En résumé, bien que AI Force et GitHub Copilot améliorent le codage grâce à l’IA, leur gestion du contexte, leurs capacités d’intégration et leurs approches de sécurité présentent des distinctions importantes à considérer pour les développeurs.
Quelles fonctionnalités d’AI Force le rendent unique par rapport aux autres outils disponibles sur le marché ?
Couverture SDLC complète
AI Force est conçu pour soutenir l’ensemble du cycle de vie du développement logiciel, de la collecte des exigences à l’assistance après la mise en production. Cela inclut la génération d’exigences, la création d’histoires utilisateur, le développement de code, les tests, le déploiement et la maintenance. De nombreux autres outils se concentrent sur une étape spécifique plutôt que sur l’ensemble du cycle.
Intégration avec plusieurs outils et sources de données
AI Force peut s’intégrer à un large éventail d’outils et de sources de données tels que Jira, des tableurs, des dépôts de code source et des systèmes de gestion de contenu. Cela lui permet de recueillir et d’analyser des données à différentes étapes du SDLC, fournissant une vue globale du processus de développement.
Capacités avancées en IA et ML
La plateforme exploite à la fois des modèles d’IA/ML traditionnels et de grands modèles de langage (LLM) issus des principaux fournisseurs comme OpenAI, Google, Meta, IBM et AWS. Cette polyvalence permet à AI Force d’utiliser la technique d’IA la mieux adaptée à chaque tâche, maximisant ainsi son efficacité.
Personnalisation et extensibilité
AI Force offre de vastes options de personnalisation, permettant aux utilisateurs d’adapter la plateforme à leurs besoins uniques.
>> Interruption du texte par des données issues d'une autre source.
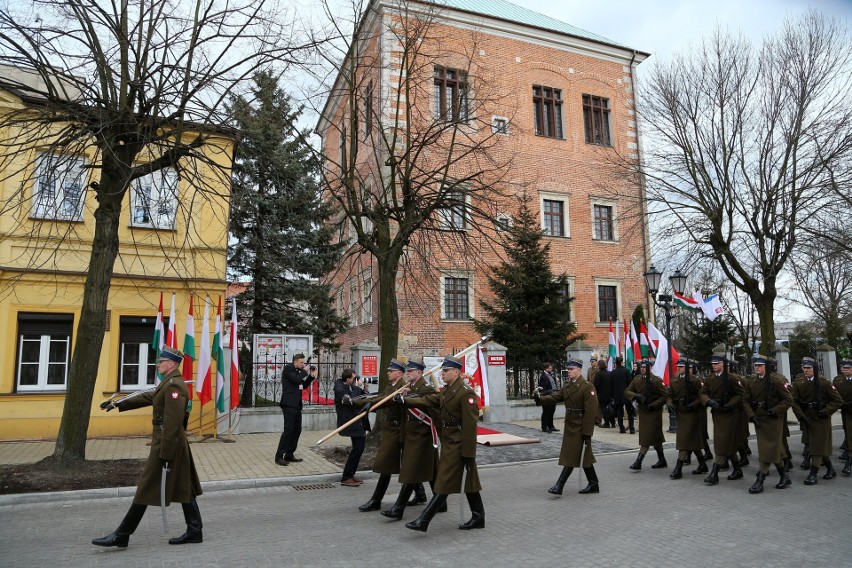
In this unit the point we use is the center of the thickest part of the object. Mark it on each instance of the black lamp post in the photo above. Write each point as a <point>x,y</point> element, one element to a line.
<point>678,281</point>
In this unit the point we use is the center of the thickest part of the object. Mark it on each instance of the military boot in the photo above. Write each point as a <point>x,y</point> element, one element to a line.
<point>396,510</point>
<point>421,523</point>
<point>193,525</point>
<point>677,472</point>
<point>831,473</point>
<point>592,476</point>
<point>637,465</point>
<point>560,483</point>
<point>477,509</point>
<point>419,496</point>
<point>121,536</point>
<point>375,502</point>
<point>713,478</point>
<point>758,484</point>
<point>812,477</point>
<point>784,482</point>
<point>702,465</point>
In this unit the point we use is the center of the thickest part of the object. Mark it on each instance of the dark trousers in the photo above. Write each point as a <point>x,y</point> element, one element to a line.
<point>351,466</point>
<point>292,430</point>
<point>547,412</point>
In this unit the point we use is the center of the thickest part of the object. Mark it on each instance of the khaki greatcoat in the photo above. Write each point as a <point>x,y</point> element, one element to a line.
<point>581,410</point>
<point>168,442</point>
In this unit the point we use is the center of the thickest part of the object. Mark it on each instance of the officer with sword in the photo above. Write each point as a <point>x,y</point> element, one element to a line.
<point>169,474</point>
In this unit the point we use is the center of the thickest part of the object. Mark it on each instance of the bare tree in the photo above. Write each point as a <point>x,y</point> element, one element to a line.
<point>415,171</point>
<point>742,147</point>
<point>139,87</point>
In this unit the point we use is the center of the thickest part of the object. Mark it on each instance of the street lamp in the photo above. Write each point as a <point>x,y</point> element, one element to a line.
<point>653,277</point>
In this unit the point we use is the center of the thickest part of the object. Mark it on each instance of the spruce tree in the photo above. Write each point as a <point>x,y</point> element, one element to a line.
<point>280,242</point>
<point>530,313</point>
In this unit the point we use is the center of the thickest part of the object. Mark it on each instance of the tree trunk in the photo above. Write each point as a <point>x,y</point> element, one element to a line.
<point>88,341</point>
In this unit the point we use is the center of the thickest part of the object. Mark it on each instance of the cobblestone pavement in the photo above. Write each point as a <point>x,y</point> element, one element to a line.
<point>639,519</point>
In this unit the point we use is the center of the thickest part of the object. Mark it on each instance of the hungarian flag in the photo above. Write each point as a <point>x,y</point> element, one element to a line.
<point>613,348</point>
<point>189,350</point>
<point>202,381</point>
<point>629,353</point>
<point>661,347</point>
<point>219,357</point>
<point>643,340</point>
<point>159,335</point>
<point>171,336</point>
<point>235,357</point>
<point>474,365</point>
<point>686,302</point>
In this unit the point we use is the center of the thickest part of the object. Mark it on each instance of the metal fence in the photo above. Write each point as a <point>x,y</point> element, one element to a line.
<point>265,380</point>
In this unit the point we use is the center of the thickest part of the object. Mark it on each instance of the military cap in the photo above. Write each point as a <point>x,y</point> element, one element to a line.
<point>170,354</point>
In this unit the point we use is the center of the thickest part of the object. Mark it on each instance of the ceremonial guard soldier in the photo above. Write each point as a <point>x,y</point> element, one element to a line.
<point>722,392</point>
<point>814,401</point>
<point>685,388</point>
<point>581,410</point>
<point>419,451</point>
<point>458,408</point>
<point>389,454</point>
<point>843,384</point>
<point>169,474</point>
<point>651,395</point>
<point>765,402</point>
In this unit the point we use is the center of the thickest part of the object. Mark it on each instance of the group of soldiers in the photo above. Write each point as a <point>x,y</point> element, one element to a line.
<point>735,401</point>
<point>415,415</point>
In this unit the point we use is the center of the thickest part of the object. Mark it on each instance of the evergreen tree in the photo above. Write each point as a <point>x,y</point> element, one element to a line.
<point>530,313</point>
<point>280,241</point>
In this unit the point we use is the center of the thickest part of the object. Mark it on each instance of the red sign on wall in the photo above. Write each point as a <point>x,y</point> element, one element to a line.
<point>369,365</point>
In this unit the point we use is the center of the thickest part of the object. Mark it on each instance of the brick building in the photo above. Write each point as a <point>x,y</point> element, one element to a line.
<point>551,107</point>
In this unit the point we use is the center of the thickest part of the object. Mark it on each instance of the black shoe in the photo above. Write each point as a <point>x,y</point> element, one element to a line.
<point>113,539</point>
<point>189,537</point>
<point>812,477</point>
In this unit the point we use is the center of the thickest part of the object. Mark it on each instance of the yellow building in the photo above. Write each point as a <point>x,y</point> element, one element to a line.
<point>173,240</point>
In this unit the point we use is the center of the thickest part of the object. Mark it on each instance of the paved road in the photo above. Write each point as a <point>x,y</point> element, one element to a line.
<point>639,520</point>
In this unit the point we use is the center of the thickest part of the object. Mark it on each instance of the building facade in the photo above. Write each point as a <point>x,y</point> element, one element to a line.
<point>549,107</point>
<point>167,246</point>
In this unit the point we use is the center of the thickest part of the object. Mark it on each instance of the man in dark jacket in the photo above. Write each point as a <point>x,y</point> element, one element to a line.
<point>344,392</point>
<point>169,453</point>
<point>547,384</point>
<point>619,380</point>
<point>294,380</point>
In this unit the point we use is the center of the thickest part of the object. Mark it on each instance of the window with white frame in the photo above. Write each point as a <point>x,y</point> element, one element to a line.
<point>60,187</point>
<point>454,215</point>
<point>554,214</point>
<point>608,300</point>
<point>603,222</point>
<point>457,296</point>
<point>155,200</point>
<point>44,351</point>
<point>353,302</point>
<point>367,296</point>
<point>137,357</point>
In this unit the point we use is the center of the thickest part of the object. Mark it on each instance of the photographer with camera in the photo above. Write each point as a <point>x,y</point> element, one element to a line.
<point>294,380</point>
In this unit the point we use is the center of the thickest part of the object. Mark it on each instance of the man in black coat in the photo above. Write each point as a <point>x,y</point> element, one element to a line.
<point>547,384</point>
<point>619,380</point>
<point>294,380</point>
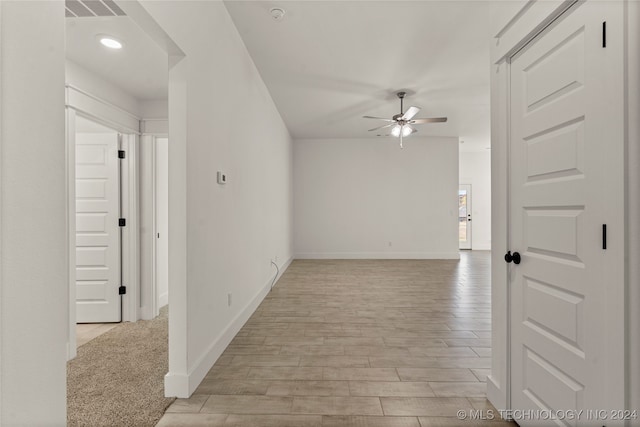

Il prend également en charge la création de connecteurs personnalisés et le développement de nouveaux cas d’utilisation sur la plateforme existante, ce qui le rend très adaptable à divers besoins d’affaires.
Modes intégré et autonome
Les utilisateurs peuvent employer AI Force comme plateforme autonome ou intégrer ses capacités dans leurs outils et environnements existants, y compris une intégration avec des IDE comme Visual Studio et JetBrains.
IA responsable et sécurité
La plateforme comprend des fonctionnalités favorisant une utilisation responsable de l’IA, comme l’anonymisation des données et la configuration de la sécurité pour protéger les informations sensibles. Cette orientation vers des pratiques éthiques de l’IA la distingue de nombreux autres outils.
Découverte d’ontologies et de liens
AI Force peut découvrir et cartographier les relations entre différents ensembles de données, comme les exigences, le code, les artefacts de test et les défauts. Cette capacité aide à obtenir une vue complète du processus de développement et améliore la capacité de la plateforme à effectuer des analyses causales et des optimisations.
Analyse d’impact des changements
Il prend en charge les écarts par rapport aux exigences et aide les utilisateurs à comprendre comment de nouvelles exigences affecteront les activités en aval.
Rapport de type FinOps
Ses fonctionnalités de rapport FinOps incluent les ventes, les revenus/ventes par région, le code impacté et plus encore.
Quelle est la politique de sauvegarde et de conservation des données d’AI Force ?
AI Force offre aux clients un contrôle complet sur la conservation de leurs données. La durée pendant laquelle les données sont conservées dans la plateforme est déterminée uniquement selon les exigences propres à chaque client. L’équipe de services professionnels de HCLTech aidera à la mise en œuvre de ces exigences et politiques au cas par cas.
De plus, la plateforme prend en charge la gestion dynamique des données selon les besoins liés aux cas d’utilisation. Au fur et à mesure que la logique d’affaires évolue, les données périmées et non pertinentes peuvent être efficacement supprimées du système.
Cette flexibilité permet aux clients d’optimiser leur stockage et leur gestion des données selon les objectifs d’affaires.